On Sep 14, 2005, at 9:50 PM, Andrew Pinski wrote:
On Sep 14, 2005, at 9:21 PM, Dale Johannesen wrote:
Consider the following SSE code
(-march=pentium4 -mtune=prescott -O2 -mfpmath=sse -msse2)
<4256776a.c>
The first inner loop compiles to
paddq %xmm0, %xmm1
Good. The second compiles to
movdqa %xmm2, %xmm0
paddw %xmm1, %xmm0
movdqa %xmm0, %xmm1
when it could be using a single paddw. The basic problem is that
our approach defines __m128i to be V2DI even though all the operations
on the object are V4SI, so there are a lot of subreg's that don't need
to generate code. I'd like to fix this, but am not sure how to go
about it.
From real looks of this looks more like a register allocation issue and
nothing to do with subregs at all, except subregs being there.

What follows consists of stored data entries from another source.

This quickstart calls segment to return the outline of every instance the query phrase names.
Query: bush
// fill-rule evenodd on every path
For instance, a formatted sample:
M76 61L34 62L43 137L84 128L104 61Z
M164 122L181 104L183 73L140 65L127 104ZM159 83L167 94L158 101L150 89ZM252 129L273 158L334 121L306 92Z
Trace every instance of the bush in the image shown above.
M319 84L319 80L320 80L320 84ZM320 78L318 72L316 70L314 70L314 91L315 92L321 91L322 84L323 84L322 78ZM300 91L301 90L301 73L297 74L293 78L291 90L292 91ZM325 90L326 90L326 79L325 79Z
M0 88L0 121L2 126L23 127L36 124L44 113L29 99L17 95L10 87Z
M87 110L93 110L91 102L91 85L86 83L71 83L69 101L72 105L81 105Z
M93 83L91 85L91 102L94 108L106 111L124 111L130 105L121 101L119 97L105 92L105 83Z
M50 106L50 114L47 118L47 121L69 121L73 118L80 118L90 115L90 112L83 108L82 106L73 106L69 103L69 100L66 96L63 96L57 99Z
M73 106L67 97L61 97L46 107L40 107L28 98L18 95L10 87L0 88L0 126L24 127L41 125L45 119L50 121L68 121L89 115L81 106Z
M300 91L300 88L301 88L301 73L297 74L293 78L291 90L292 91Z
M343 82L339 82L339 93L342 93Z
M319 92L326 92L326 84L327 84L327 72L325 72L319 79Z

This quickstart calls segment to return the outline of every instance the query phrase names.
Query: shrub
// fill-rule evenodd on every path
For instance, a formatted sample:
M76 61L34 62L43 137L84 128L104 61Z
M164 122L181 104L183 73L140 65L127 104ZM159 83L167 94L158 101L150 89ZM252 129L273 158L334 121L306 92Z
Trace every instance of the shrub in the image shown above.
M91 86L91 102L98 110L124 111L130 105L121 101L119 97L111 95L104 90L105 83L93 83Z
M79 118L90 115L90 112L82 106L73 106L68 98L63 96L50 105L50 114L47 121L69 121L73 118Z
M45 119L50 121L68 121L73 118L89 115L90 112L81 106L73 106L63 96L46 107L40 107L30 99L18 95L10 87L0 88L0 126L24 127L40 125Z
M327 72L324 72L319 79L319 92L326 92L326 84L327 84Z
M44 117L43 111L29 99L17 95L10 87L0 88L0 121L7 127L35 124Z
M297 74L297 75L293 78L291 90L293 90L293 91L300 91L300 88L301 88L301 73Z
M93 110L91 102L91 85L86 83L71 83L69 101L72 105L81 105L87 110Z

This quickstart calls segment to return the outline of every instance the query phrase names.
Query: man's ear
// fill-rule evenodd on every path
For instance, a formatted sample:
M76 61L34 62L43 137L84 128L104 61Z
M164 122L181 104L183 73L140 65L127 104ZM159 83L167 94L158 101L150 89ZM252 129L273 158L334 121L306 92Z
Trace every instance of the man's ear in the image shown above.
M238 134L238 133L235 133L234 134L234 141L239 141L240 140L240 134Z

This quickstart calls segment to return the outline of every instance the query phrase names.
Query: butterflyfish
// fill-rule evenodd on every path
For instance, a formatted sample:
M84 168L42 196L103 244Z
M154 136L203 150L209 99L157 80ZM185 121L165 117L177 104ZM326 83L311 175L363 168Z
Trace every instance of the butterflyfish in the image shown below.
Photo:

That's kind of an overstatement; obviously getting rid of the subregs
would
solve the problem as you can see from the first function. I think
you're right that
If we allocated 64 and 63 as the same register, it would have worked
correctly.
(you mean 64 and 66) would fix this example; I'll look at that. Having
a more
uniform representation for operations on __m128i objects would simplify
things
all over the place, though.